The latter holds 30.18 per cent stake in the exchange. All these 5.77 million shares will now not have voting rights; other benefits will also be withheld by the exchange till the shares are sold.
The case is a few years old , before both the Supreme Court (SC) and Company Law Board (CLB). The exchange spokesperson declined to comment. Voting rights on 15 per cent shareholding of the promoters was extinguished by the Forward Markets Commission (FMC) a few years earlier. This was after it was found the promoters had raised the holding in the exchange by purchasing shares from the exchange’s money. Now, voting rights on the entire lot have been removed.
NMCE was promoted by Kailash Gupta in 2003 and was operationalised the same year. Later, when FMC made the charge of siphoning of funds from the exchange to purchase its shares, the promoters were declared ‘not fit and proper’ to run a commodity exchange.
If the courts rule in favour of the exchange, the promoters’ stake alleged to have been purchased with the exchange’s money will be issued back to the shareholders proportionately or cancelled.

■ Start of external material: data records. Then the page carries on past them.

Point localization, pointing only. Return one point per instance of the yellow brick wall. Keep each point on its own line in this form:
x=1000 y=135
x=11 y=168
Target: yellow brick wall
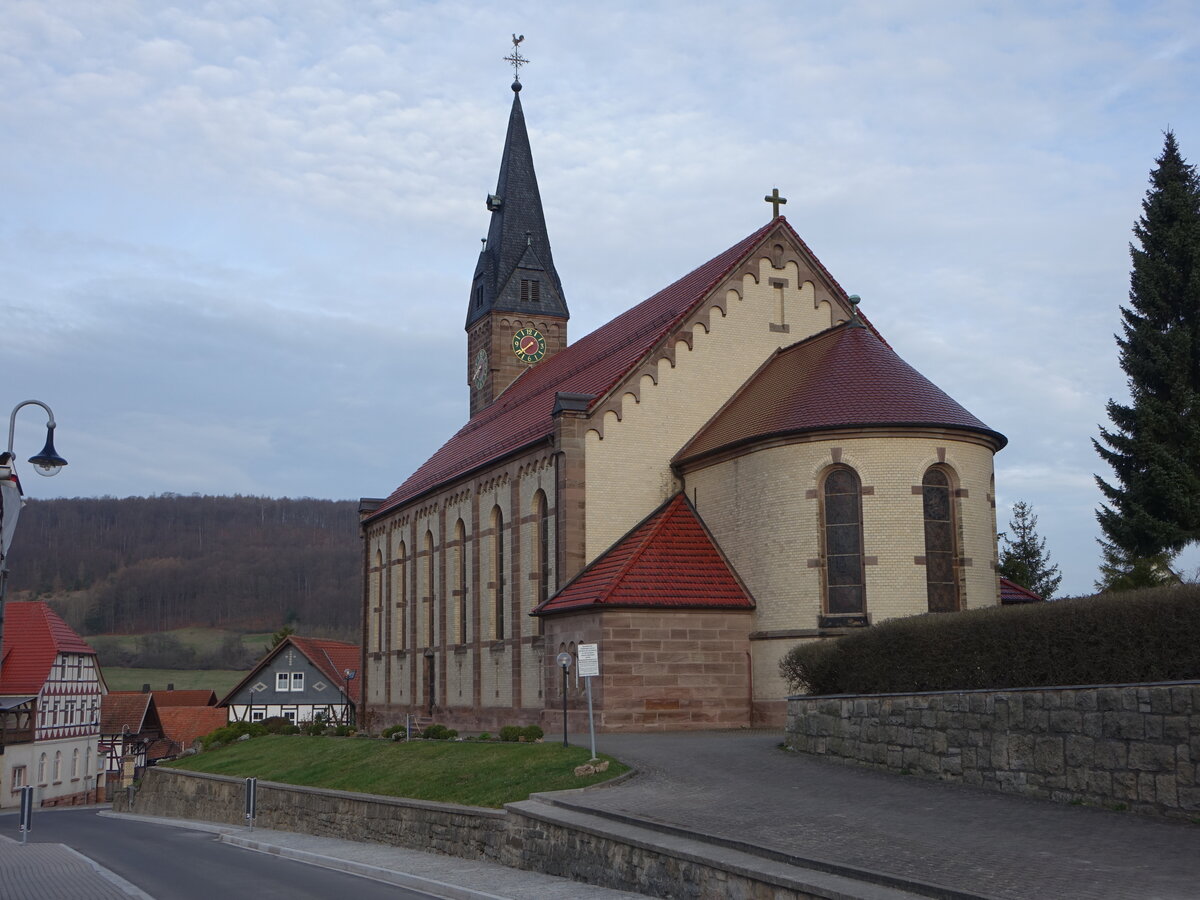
x=628 y=468
x=762 y=511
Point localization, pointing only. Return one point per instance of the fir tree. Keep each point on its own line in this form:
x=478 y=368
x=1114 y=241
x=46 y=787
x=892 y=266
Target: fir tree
x=1153 y=447
x=1024 y=557
x=1122 y=571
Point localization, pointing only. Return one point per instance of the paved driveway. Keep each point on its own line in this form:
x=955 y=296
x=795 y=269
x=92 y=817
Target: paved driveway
x=743 y=786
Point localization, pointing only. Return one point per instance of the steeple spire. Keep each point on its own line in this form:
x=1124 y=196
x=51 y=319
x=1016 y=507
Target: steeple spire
x=516 y=315
x=516 y=256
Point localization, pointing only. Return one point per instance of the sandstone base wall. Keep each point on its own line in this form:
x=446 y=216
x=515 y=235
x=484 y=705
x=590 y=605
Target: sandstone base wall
x=517 y=837
x=1122 y=747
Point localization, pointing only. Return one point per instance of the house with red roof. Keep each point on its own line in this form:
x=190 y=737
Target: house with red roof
x=51 y=695
x=735 y=465
x=301 y=679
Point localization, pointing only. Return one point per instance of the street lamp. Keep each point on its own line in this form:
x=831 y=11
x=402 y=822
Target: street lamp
x=47 y=462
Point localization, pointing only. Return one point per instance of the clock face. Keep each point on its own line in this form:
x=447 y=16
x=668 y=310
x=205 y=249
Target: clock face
x=479 y=372
x=528 y=345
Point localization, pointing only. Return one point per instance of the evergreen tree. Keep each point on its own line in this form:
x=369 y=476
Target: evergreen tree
x=1123 y=571
x=1024 y=557
x=1153 y=447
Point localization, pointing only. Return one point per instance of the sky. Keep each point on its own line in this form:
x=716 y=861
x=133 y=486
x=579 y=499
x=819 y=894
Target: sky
x=237 y=237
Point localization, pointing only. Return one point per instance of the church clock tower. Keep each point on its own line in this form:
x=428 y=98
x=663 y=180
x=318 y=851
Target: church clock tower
x=517 y=315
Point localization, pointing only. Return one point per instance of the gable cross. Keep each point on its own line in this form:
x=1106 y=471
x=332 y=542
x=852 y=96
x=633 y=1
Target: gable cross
x=775 y=202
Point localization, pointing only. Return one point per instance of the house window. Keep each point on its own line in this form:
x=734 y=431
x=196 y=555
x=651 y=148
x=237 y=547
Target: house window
x=841 y=511
x=941 y=541
x=498 y=570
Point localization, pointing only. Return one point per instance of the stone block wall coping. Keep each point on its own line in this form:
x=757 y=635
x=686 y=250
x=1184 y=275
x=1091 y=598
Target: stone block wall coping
x=1189 y=683
x=375 y=798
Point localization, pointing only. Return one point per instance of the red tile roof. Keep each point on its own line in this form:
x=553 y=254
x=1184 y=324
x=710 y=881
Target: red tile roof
x=843 y=377
x=124 y=711
x=34 y=636
x=523 y=414
x=185 y=724
x=334 y=658
x=667 y=561
x=1013 y=593
x=195 y=697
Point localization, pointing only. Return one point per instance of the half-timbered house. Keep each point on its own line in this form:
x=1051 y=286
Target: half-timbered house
x=51 y=695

NMCE is likely to call a meeting of its board of directors next month to give effect to FMC’s new directions on ownership patterns. As with all other commodity exchanges, it would have to revise its bylaws and articles of association. Central Warehousing Corporation (29.7 per cent stake), Bajaj Holdings and Investment (12.82 per cent), Reliance Capital (8.72 per cent) and Gujarat Agro (5.47 per cent) will all have to bring down their stake in the exchange to five per cent each, over the next five years.
NMCE is the third largest exchange but its market share is much lower. The exchange is known for trading in plantation crops, chiefly rubber.